Emerging Marine Diseases--Climate Links and Anthropogenic Factors

C. D. Harvell, 1* K. Kim, 12 J. M. Burkholder, 3 R. R. Colwell, 45 P. R. Epstein, 6 D. J. Grimes, 7 E. E. Hofmann, 8 E. K. Lipp, 9 A. D. M. E. Osterhaus, 10 R. M. Overstreet, 11 J. W. Porter, 12 G. W. Smith, 13 G. R. Vasta 4

Mass mortalities due to disease outbreaks have recently affected major taxa in the oceans. For closely monitored groups like corals and marine mammals, reports of the frequency of epidemics and the number of new diseases have increased recently. A dramatic global increase in the severity of coral bleaching in 1997-98 is coincident with high El Niño temperatures. Such climate-mediated, physiological stresses may compromise host resistance and increase frequency of opportunistic diseases. Where documented, new diseases typically have emerged through host or range shifts of known pathogens.
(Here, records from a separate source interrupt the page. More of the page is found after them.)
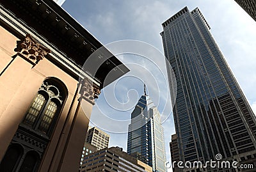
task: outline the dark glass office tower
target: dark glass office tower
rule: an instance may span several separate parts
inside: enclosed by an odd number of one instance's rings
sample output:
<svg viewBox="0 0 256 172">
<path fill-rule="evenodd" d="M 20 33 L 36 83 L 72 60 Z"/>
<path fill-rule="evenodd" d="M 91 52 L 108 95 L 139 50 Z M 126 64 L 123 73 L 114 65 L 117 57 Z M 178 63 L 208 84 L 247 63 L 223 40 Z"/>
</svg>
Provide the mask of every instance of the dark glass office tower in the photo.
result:
<svg viewBox="0 0 256 172">
<path fill-rule="evenodd" d="M 230 160 L 256 158 L 255 116 L 202 13 L 185 7 L 162 25 L 164 54 L 177 80 L 180 159 L 204 162 L 217 153 Z"/>
<path fill-rule="evenodd" d="M 166 171 L 164 131 L 160 117 L 144 85 L 144 95 L 131 114 L 127 153 L 151 166 L 155 172 Z"/>
<path fill-rule="evenodd" d="M 235 0 L 256 21 L 255 0 Z"/>
</svg>

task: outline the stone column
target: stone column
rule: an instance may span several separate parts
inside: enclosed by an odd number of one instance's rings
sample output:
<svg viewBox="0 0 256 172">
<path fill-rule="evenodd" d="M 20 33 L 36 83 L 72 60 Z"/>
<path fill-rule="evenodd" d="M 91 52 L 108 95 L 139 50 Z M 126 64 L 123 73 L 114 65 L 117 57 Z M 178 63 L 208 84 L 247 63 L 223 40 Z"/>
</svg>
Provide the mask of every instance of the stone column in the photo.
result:
<svg viewBox="0 0 256 172">
<path fill-rule="evenodd" d="M 31 68 L 50 52 L 29 35 L 17 41 L 15 51 L 0 77 L 0 161 L 42 84 L 40 79 L 31 79 Z"/>
</svg>

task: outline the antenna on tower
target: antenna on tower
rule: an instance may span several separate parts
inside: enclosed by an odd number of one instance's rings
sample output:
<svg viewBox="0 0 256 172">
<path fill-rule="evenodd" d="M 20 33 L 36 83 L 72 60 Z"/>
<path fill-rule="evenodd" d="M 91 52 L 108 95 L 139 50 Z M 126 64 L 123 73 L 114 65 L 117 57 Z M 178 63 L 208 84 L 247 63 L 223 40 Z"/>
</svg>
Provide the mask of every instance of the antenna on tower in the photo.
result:
<svg viewBox="0 0 256 172">
<path fill-rule="evenodd" d="M 144 95 L 147 95 L 147 93 L 146 93 L 146 84 L 145 83 L 145 82 L 144 82 Z"/>
</svg>

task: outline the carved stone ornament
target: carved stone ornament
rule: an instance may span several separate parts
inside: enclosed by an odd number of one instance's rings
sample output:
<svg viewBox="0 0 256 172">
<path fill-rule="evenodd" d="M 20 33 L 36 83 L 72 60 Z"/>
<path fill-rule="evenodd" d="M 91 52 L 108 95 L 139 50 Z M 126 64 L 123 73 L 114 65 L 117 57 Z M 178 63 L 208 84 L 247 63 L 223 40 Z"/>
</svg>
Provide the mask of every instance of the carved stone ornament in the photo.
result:
<svg viewBox="0 0 256 172">
<path fill-rule="evenodd" d="M 84 98 L 92 104 L 95 104 L 95 98 L 98 98 L 101 93 L 99 87 L 87 78 L 83 79 L 81 84 L 80 98 Z"/>
<path fill-rule="evenodd" d="M 37 64 L 51 51 L 34 40 L 29 34 L 26 35 L 23 41 L 17 42 L 15 51 L 20 52 L 34 64 Z"/>
</svg>

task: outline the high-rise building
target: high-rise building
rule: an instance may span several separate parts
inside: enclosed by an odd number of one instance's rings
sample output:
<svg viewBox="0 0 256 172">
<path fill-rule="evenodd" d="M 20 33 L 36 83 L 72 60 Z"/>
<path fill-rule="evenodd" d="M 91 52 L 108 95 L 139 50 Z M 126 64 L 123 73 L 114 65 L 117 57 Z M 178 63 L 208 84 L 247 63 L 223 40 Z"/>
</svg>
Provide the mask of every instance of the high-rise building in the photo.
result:
<svg viewBox="0 0 256 172">
<path fill-rule="evenodd" d="M 109 135 L 95 127 L 89 129 L 85 139 L 85 142 L 95 146 L 98 150 L 108 148 L 109 141 Z"/>
<path fill-rule="evenodd" d="M 0 171 L 77 171 L 105 79 L 129 70 L 52 0 L 0 1 Z"/>
<path fill-rule="evenodd" d="M 148 95 L 140 98 L 129 125 L 127 153 L 152 167 L 153 171 L 165 171 L 165 147 L 161 116 Z"/>
<path fill-rule="evenodd" d="M 256 21 L 256 2 L 255 0 L 235 0 L 235 1 Z"/>
<path fill-rule="evenodd" d="M 122 148 L 112 147 L 86 156 L 81 171 L 152 172 L 152 169 L 123 152 Z"/>
<path fill-rule="evenodd" d="M 170 143 L 170 150 L 171 152 L 172 162 L 179 162 L 180 160 L 180 156 L 176 134 L 172 135 L 172 141 Z M 177 164 L 173 164 L 173 165 L 172 166 L 173 172 L 182 171 L 178 168 Z"/>
<path fill-rule="evenodd" d="M 185 7 L 162 25 L 177 81 L 172 103 L 180 159 L 204 162 L 218 153 L 237 161 L 256 158 L 255 116 L 199 9 Z"/>
<path fill-rule="evenodd" d="M 87 142 L 84 143 L 82 152 L 82 157 L 81 158 L 79 171 L 83 171 L 82 165 L 84 158 L 89 154 L 97 152 L 97 148 Z"/>
</svg>

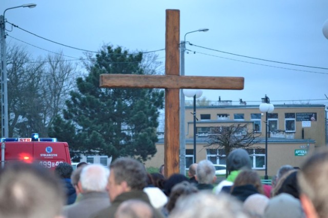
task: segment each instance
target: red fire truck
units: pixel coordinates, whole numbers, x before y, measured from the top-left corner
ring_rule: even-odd
[[[67,142],[57,141],[55,138],[2,138],[1,167],[10,162],[23,161],[37,163],[54,169],[59,163],[71,164]]]

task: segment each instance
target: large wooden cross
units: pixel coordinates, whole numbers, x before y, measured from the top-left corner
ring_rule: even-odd
[[[179,76],[179,10],[166,10],[166,28],[165,76],[102,74],[100,87],[165,89],[164,164],[165,174],[168,177],[179,173],[180,89],[240,90],[243,89],[244,78]]]

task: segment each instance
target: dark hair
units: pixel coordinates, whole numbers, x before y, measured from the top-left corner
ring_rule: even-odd
[[[171,190],[173,186],[183,181],[187,181],[189,182],[189,179],[182,174],[172,174],[169,179],[164,181],[164,193],[167,196],[170,196]]]
[[[119,158],[115,160],[110,167],[117,184],[125,181],[132,190],[142,190],[147,185],[147,172],[145,166],[135,159]]]
[[[239,173],[234,182],[231,191],[235,187],[250,184],[253,185],[259,193],[264,194],[261,178],[256,171],[252,169],[245,170]]]
[[[165,177],[163,174],[159,173],[153,173],[150,174],[150,176],[152,177],[154,186],[162,190],[164,188],[163,183],[165,181]]]
[[[61,179],[70,179],[73,171],[73,166],[64,162],[55,168],[55,174]]]
[[[193,184],[183,181],[180,183],[175,185],[172,189],[169,202],[166,205],[166,208],[171,212],[175,206],[175,203],[180,196],[187,196],[198,191],[198,188]]]

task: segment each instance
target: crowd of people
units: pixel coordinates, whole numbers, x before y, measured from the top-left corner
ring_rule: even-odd
[[[60,163],[54,172],[15,163],[0,171],[0,217],[49,218],[323,218],[328,216],[328,150],[299,167],[281,166],[263,185],[247,152],[233,151],[228,177],[216,181],[213,163],[166,178],[164,167],[122,157],[109,167]],[[326,192],[326,189],[327,192]]]

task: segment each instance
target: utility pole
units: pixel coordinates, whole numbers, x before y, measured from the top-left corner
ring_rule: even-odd
[[[184,51],[186,41],[180,43],[180,76],[184,76]],[[184,111],[184,94],[183,90],[180,89],[180,173],[186,174],[186,127]],[[189,166],[188,166],[189,167]]]
[[[0,15],[0,38],[1,58],[1,136],[3,138],[8,136],[8,95],[7,75],[7,55],[6,50],[6,28],[5,16]]]

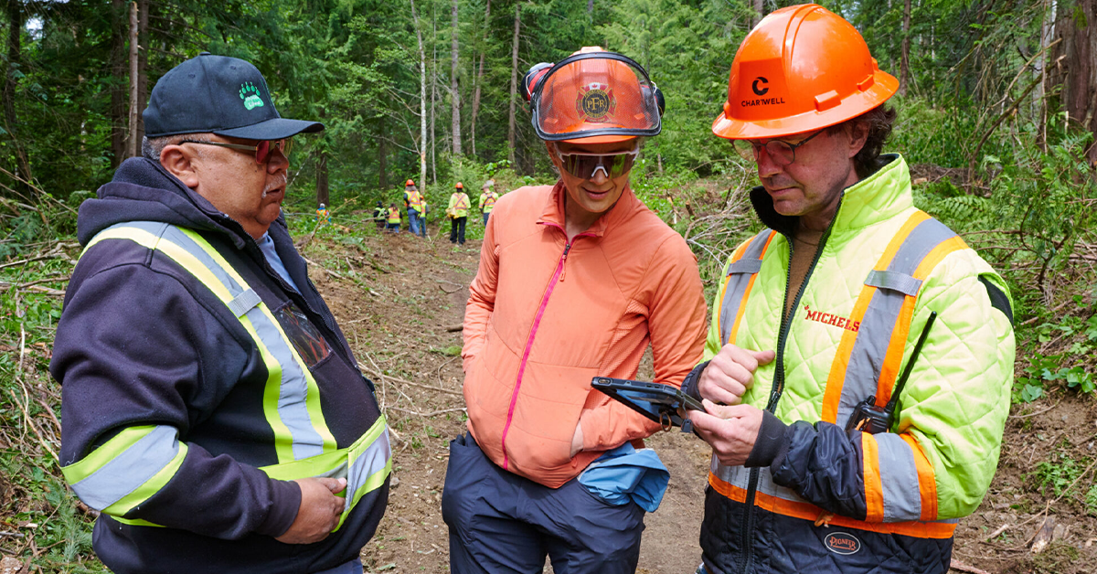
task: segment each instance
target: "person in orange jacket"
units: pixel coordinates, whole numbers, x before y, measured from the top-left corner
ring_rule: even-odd
[[[468,436],[450,444],[442,516],[450,570],[631,573],[644,511],[668,473],[643,440],[659,425],[592,391],[700,361],[705,304],[680,235],[629,173],[660,131],[661,94],[633,60],[584,48],[523,80],[561,179],[495,204],[464,322]],[[641,450],[637,450],[641,449]]]

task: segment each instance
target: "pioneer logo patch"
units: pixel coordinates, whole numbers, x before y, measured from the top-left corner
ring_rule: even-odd
[[[823,543],[835,554],[849,555],[861,550],[861,541],[849,532],[830,532],[823,539]]]
[[[617,99],[609,86],[590,83],[579,88],[576,109],[587,122],[599,123],[611,115],[617,108]]]

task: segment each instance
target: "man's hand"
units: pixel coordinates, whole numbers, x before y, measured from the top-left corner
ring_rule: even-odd
[[[721,464],[742,465],[758,438],[761,410],[750,405],[720,406],[709,399],[702,404],[706,413],[689,412],[693,429],[712,447]]]
[[[749,351],[727,344],[701,372],[697,390],[703,398],[725,405],[743,402],[743,394],[754,386],[754,372],[772,362],[773,351]]]
[[[328,537],[339,524],[344,502],[336,496],[347,487],[347,479],[301,479],[301,507],[290,529],[275,538],[286,544],[312,544]]]
[[[574,459],[583,450],[583,423],[575,426],[575,435],[572,436],[572,458]]]

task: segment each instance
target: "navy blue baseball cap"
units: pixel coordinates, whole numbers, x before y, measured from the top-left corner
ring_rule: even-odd
[[[267,80],[250,63],[208,52],[165,74],[142,115],[147,137],[208,132],[245,139],[282,139],[324,130],[319,122],[279,115]]]

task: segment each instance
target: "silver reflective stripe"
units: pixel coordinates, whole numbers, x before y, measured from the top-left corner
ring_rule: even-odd
[[[744,491],[750,485],[750,469],[746,466],[724,466],[720,463],[715,455],[712,457],[712,464],[710,470],[717,479],[731,484],[733,486],[738,486]],[[762,466],[758,469],[758,492],[762,494],[768,494],[777,498],[783,498],[785,500],[792,500],[796,503],[807,503],[804,498],[800,497],[792,488],[780,486],[773,482],[773,475],[769,472],[769,466]]]
[[[898,291],[912,297],[917,295],[918,290],[921,289],[921,280],[915,279],[914,275],[897,271],[877,271],[875,269],[869,271],[869,278],[864,280],[864,284],[878,289]]]
[[[350,510],[354,493],[358,492],[371,476],[384,470],[392,457],[388,444],[388,428],[381,431],[381,435],[364,451],[351,461],[350,471],[347,476],[347,502],[343,504],[343,511]]]
[[[237,317],[242,317],[245,313],[262,303],[263,300],[259,299],[259,294],[255,291],[248,289],[245,292],[236,295],[233,301],[228,302],[228,311],[233,312],[233,315]]]
[[[241,295],[247,297],[248,295],[244,295],[244,293],[251,291],[248,285],[238,284],[231,275],[222,269],[217,261],[210,257],[210,254],[205,249],[176,226],[158,222],[128,222],[115,225],[114,227],[136,227],[159,235],[163,239],[178,245],[210,270],[217,281],[225,285],[225,289],[234,299],[241,297]],[[252,293],[255,292],[252,291]],[[255,327],[259,339],[267,347],[267,350],[270,351],[282,367],[278,413],[279,418],[282,419],[282,423],[293,437],[293,457],[295,460],[301,460],[321,454],[324,453],[324,439],[313,427],[305,403],[308,394],[308,380],[305,376],[305,372],[301,363],[294,358],[293,349],[286,344],[281,327],[257,305],[252,305],[244,315],[251,322],[252,327]],[[231,307],[229,308],[231,309]],[[237,316],[239,317],[239,315]]]
[[[727,340],[732,337],[732,327],[746,295],[750,277],[761,270],[761,255],[770,233],[772,233],[770,229],[759,232],[743,252],[743,257],[727,267],[727,289],[724,290],[724,301],[720,304],[720,342],[723,345],[727,345]]]
[[[921,288],[921,282],[914,278],[914,272],[934,248],[952,237],[955,237],[955,233],[945,224],[934,218],[925,220],[903,240],[886,271],[873,270],[869,273],[864,284],[882,289],[877,289],[872,294],[857,330],[835,416],[835,424],[838,426],[846,426],[857,403],[877,394],[880,371],[887,357],[887,345],[895,330],[898,314],[903,311],[903,303],[907,296],[917,296],[918,289]],[[907,279],[903,279],[904,277]],[[915,281],[916,288],[913,284]]]
[[[158,426],[117,457],[72,484],[72,492],[88,506],[103,510],[163,470],[179,452],[179,430]]]
[[[884,491],[884,522],[921,518],[921,488],[914,451],[898,435],[881,432],[877,439],[880,483]]]

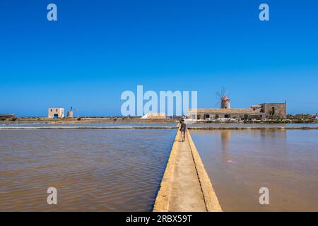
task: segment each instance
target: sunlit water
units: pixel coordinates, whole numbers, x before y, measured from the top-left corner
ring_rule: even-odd
[[[224,210],[318,211],[318,130],[191,133]]]
[[[174,129],[0,131],[1,211],[149,211]],[[49,187],[57,205],[47,203]]]
[[[167,122],[167,123],[142,123],[142,122],[110,122],[110,123],[0,123],[0,127],[12,127],[12,126],[22,126],[22,127],[54,127],[54,126],[78,126],[78,127],[108,127],[108,126],[137,126],[137,127],[151,127],[151,126],[176,126],[177,123]]]
[[[318,124],[308,123],[308,124],[233,124],[233,123],[204,123],[204,124],[189,124],[189,127],[318,127]]]

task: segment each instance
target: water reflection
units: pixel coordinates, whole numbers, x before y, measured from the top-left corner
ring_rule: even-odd
[[[175,129],[0,131],[0,211],[149,211]],[[58,191],[58,204],[46,191]]]
[[[191,133],[224,210],[318,211],[318,130]]]

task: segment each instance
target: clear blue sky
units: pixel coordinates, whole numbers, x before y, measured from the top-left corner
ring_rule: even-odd
[[[54,3],[58,21],[47,20]],[[259,6],[270,6],[270,21]],[[119,115],[122,92],[197,90],[216,107],[288,101],[318,112],[318,1],[1,1],[0,114]]]

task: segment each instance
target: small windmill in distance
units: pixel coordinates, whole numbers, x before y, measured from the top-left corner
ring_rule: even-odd
[[[226,93],[226,89],[225,87],[222,88],[220,91],[216,92],[216,95],[218,99],[216,104],[220,103],[220,108],[230,109],[231,107],[228,93]]]

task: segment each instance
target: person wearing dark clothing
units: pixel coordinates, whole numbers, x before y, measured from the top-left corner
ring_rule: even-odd
[[[187,131],[187,124],[184,123],[184,119],[182,119],[180,120],[180,131],[181,136],[182,137],[182,142],[185,140],[185,133]]]

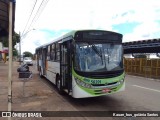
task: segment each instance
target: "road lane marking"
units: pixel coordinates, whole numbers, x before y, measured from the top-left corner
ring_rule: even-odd
[[[147,87],[142,87],[142,86],[139,86],[139,85],[132,85],[132,86],[143,88],[143,89],[147,89],[147,90],[152,90],[152,91],[155,91],[155,92],[160,92],[160,90],[151,89],[151,88],[147,88]]]

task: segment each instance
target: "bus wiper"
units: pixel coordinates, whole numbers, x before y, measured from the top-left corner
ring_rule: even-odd
[[[92,49],[95,51],[95,53],[96,53],[98,56],[101,57],[102,64],[103,64],[102,51],[100,52],[94,44],[91,44],[91,45],[92,45]]]

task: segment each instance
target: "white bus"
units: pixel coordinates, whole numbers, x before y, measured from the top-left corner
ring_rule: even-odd
[[[72,31],[36,48],[40,76],[74,98],[96,97],[125,88],[122,34]]]

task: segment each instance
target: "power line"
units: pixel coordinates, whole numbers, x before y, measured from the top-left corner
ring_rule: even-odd
[[[24,30],[23,30],[23,32],[22,32],[22,35],[24,34],[24,32],[25,32],[25,30],[26,30],[26,27],[27,27],[27,25],[28,25],[28,23],[29,23],[29,20],[31,19],[32,13],[33,13],[33,11],[34,11],[34,9],[35,9],[35,6],[36,6],[36,3],[37,3],[37,0],[34,2],[34,6],[33,6],[33,8],[32,8],[31,14],[30,14],[30,16],[29,16],[29,18],[28,18],[27,24],[26,24],[26,26],[25,26],[25,28],[24,28]]]
[[[28,27],[28,30],[30,29],[30,27],[32,26],[32,24],[34,22],[36,22],[40,16],[40,14],[42,13],[42,11],[44,10],[44,8],[46,7],[47,3],[48,3],[49,0],[43,0],[34,16],[34,18],[32,19],[32,22],[30,23],[29,27]]]

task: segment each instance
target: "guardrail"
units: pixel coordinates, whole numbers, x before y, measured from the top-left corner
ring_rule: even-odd
[[[126,74],[160,79],[160,59],[124,58]]]

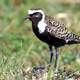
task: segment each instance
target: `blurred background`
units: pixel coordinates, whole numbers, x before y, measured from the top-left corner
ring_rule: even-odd
[[[23,80],[23,69],[49,62],[48,46],[36,38],[31,22],[24,21],[32,7],[60,18],[80,35],[80,0],[0,0],[0,80]],[[80,45],[61,47],[59,65],[80,70]]]

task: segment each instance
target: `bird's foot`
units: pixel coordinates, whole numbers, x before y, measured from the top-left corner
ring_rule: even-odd
[[[45,69],[45,66],[33,67],[32,73],[40,73]]]
[[[48,64],[47,66],[38,66],[38,67],[33,67],[32,73],[41,73],[41,72],[47,72],[50,68],[51,64]]]

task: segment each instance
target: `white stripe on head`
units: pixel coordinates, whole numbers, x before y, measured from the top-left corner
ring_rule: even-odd
[[[28,14],[34,14],[36,12],[40,12],[42,14],[42,19],[38,23],[39,33],[43,33],[45,31],[46,23],[45,21],[45,14],[42,10],[28,10]]]
[[[28,10],[28,14],[34,14],[36,12],[40,12],[42,14],[42,19],[44,20],[45,15],[44,15],[44,12],[42,10]]]

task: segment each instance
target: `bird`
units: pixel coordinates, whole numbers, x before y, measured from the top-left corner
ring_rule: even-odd
[[[55,17],[46,15],[41,8],[29,9],[25,19],[29,19],[31,21],[32,30],[37,38],[49,46],[50,64],[52,63],[52,59],[55,54],[55,68],[58,65],[59,48],[64,45],[80,43],[80,36],[70,32],[64,22],[56,19]],[[53,46],[55,53],[52,49]]]

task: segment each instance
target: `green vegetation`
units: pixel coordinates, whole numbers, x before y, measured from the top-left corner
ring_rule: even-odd
[[[49,62],[48,46],[35,37],[31,22],[24,21],[27,10],[36,6],[51,16],[62,12],[70,14],[69,29],[80,35],[80,4],[59,4],[55,0],[0,0],[0,80],[24,80],[23,69]],[[61,68],[80,70],[77,61],[80,60],[80,45],[62,47],[60,52]]]

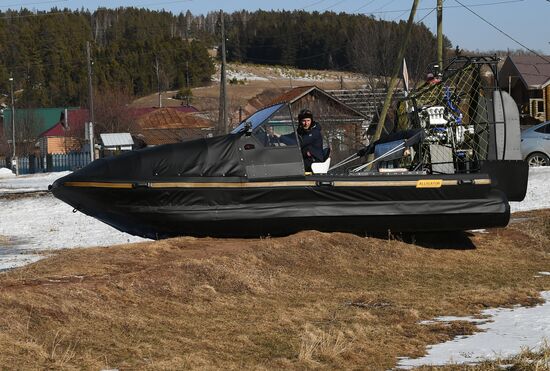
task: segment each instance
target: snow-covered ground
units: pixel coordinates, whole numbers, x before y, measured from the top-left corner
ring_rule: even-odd
[[[550,291],[541,295],[546,302],[536,307],[484,310],[482,315],[487,316],[487,320],[479,321],[470,317],[436,318],[435,321],[439,322],[481,322],[477,326],[485,332],[458,336],[451,341],[433,345],[428,348],[426,356],[403,358],[398,367],[407,369],[422,365],[478,363],[487,359],[506,359],[518,354],[521,349],[540,349],[550,340]]]
[[[66,174],[16,177],[0,168],[0,196],[46,191],[55,179]],[[49,194],[0,197],[0,271],[37,261],[49,250],[144,241],[72,210]]]
[[[0,271],[37,261],[50,250],[143,241],[82,213],[73,213],[70,206],[49,194],[13,197],[17,193],[46,191],[49,184],[65,174],[15,177],[10,170],[0,168]],[[530,169],[527,196],[522,202],[512,202],[512,211],[550,208],[549,182],[550,167]],[[6,197],[8,193],[11,195]],[[549,274],[539,272],[535,279]],[[399,365],[408,368],[472,363],[517,354],[522,347],[537,348],[544,339],[550,340],[550,292],[543,292],[542,296],[546,303],[534,308],[485,311],[490,318],[479,325],[485,332],[434,345],[427,356],[402,359]]]
[[[220,81],[220,64],[216,64],[216,72],[212,76],[213,81]],[[354,73],[342,73],[334,71],[299,70],[295,68],[254,66],[249,64],[228,63],[226,66],[228,80],[268,81],[273,79],[292,79],[295,81],[340,81],[340,77],[346,81],[360,80],[362,77]]]

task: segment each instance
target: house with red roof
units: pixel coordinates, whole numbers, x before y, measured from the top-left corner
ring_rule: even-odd
[[[59,121],[38,136],[40,154],[80,151],[85,143],[85,127],[88,121],[87,109],[60,111]]]
[[[520,112],[550,120],[550,56],[509,56],[499,71],[499,86],[510,93]]]

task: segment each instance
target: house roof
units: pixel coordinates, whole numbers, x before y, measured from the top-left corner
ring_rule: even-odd
[[[138,134],[138,138],[147,145],[160,145],[168,143],[177,143],[186,139],[204,138],[212,133],[212,128],[159,128],[143,129]]]
[[[337,103],[338,106],[340,106],[343,109],[343,111],[347,111],[349,114],[351,114],[353,116],[366,118],[366,116],[363,113],[351,108],[350,106],[348,106],[344,102],[338,100],[336,97],[330,95],[329,93],[327,93],[326,91],[324,91],[321,88],[318,88],[317,86],[299,86],[297,88],[294,88],[292,90],[287,91],[284,94],[279,95],[278,97],[273,99],[273,101],[269,105],[273,105],[273,104],[277,104],[277,103],[290,103],[290,104],[292,104],[296,101],[299,101],[300,99],[302,99],[303,97],[305,97],[308,94],[317,94],[321,97],[324,97],[324,98],[328,99],[329,101],[333,101],[333,102]]]
[[[213,123],[198,114],[185,113],[172,108],[160,108],[138,120],[141,129],[209,128]]]
[[[161,108],[138,119],[138,137],[147,145],[177,143],[185,139],[205,137],[213,123],[198,113]]]
[[[39,136],[40,133],[50,129],[59,122],[59,116],[65,109],[70,111],[78,110],[77,107],[55,107],[55,108],[16,108],[15,127],[21,127],[29,123],[31,135]],[[4,122],[11,122],[11,109],[4,110]],[[11,135],[11,125],[5,125],[5,135]]]
[[[104,133],[99,136],[105,147],[124,147],[134,144],[130,133]]]
[[[39,137],[82,137],[84,135],[84,126],[88,121],[87,109],[67,110],[67,119],[64,119],[65,112],[59,111],[58,120],[51,128],[43,131]],[[67,124],[65,129],[64,124]]]
[[[550,56],[536,55],[509,56],[510,61],[529,89],[542,89],[550,84]],[[505,63],[506,63],[505,62]]]

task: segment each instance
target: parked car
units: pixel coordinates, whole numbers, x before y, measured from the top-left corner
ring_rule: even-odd
[[[550,165],[550,121],[521,133],[521,156],[529,166]]]

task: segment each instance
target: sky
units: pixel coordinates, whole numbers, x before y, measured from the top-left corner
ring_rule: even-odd
[[[412,3],[412,0],[0,0],[0,10],[21,7],[35,10],[48,10],[52,7],[95,10],[98,7],[135,6],[153,10],[165,9],[176,14],[187,10],[193,14],[206,14],[219,10],[233,12],[241,9],[303,9],[362,13],[385,20],[406,20]],[[422,22],[434,33],[436,12],[432,10],[436,3],[436,0],[420,0],[415,17],[417,21],[423,19]],[[547,31],[550,0],[444,0],[443,6],[443,29],[453,47],[458,45],[461,49],[472,51],[516,50],[526,47],[550,55],[550,33]]]

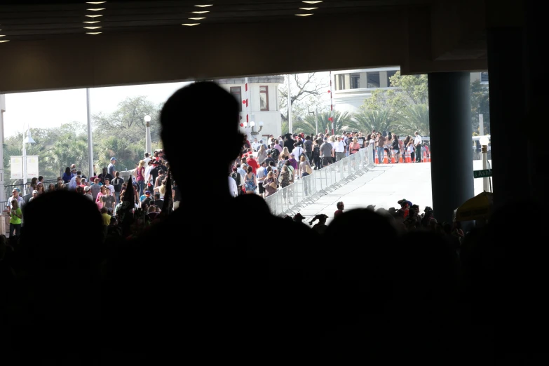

Both climate and human activities may have also accelerated global transport of species, bringing together pathogens and previously unexposed host populations.

1 Ecology and Evolutionary Biology, Cornell University, Ithaca, NY 14853, USA.
2 Department of Entomology, 4112 Plant Sciences Building, University of Maryland, College Park, MD 20742, USA.
3 Botany Department, Box 7612, North Carolina State University, Raleigh, NC 27695, USA.
4 Center of Marine Biotechnology, University of Maryland Biotechnology Institute, 701 East Pratt Street, Baltimore, MD 21202, USA.
5 Department of Cell and Molecular Biology, University of Maryland, College Park, MD 20742, USA.
6 Center for Health and the Global Environment, Harvard Medical School, Boston, MA 02115, USA.
7 Institute of Marine Sciences, The University of Southern Mississippi, P.O. Box 7000, 703 East Beach Drive, Ocean Springs, MS 39566, USA.
8 Center for Coastal Physical Oceanography, Old Dominion University, Crittenton Hall, 768 West 52 Street, Norfolk, VA 23529, USA.
9 Department of Marine Science, University of South Florida, St. Petersburg, FL 33701, USA.
10 Erasmus University Rotterdam, Institute of Virology, P.O. Box 1738, 3000 DR Rotterdam, Netherlands.
11 Gulf Coast Research Laboratory, P.O. Box 700, The University of Southern Mississippi, Ocean Springs, MS 39566, USA.
12 Institute of Ecology, University of Georgia, Athens, GA 30602, USA.
13 University of South Carolina, Aiken, SC 29801, USA.
*   To whom correspondence should be addressed.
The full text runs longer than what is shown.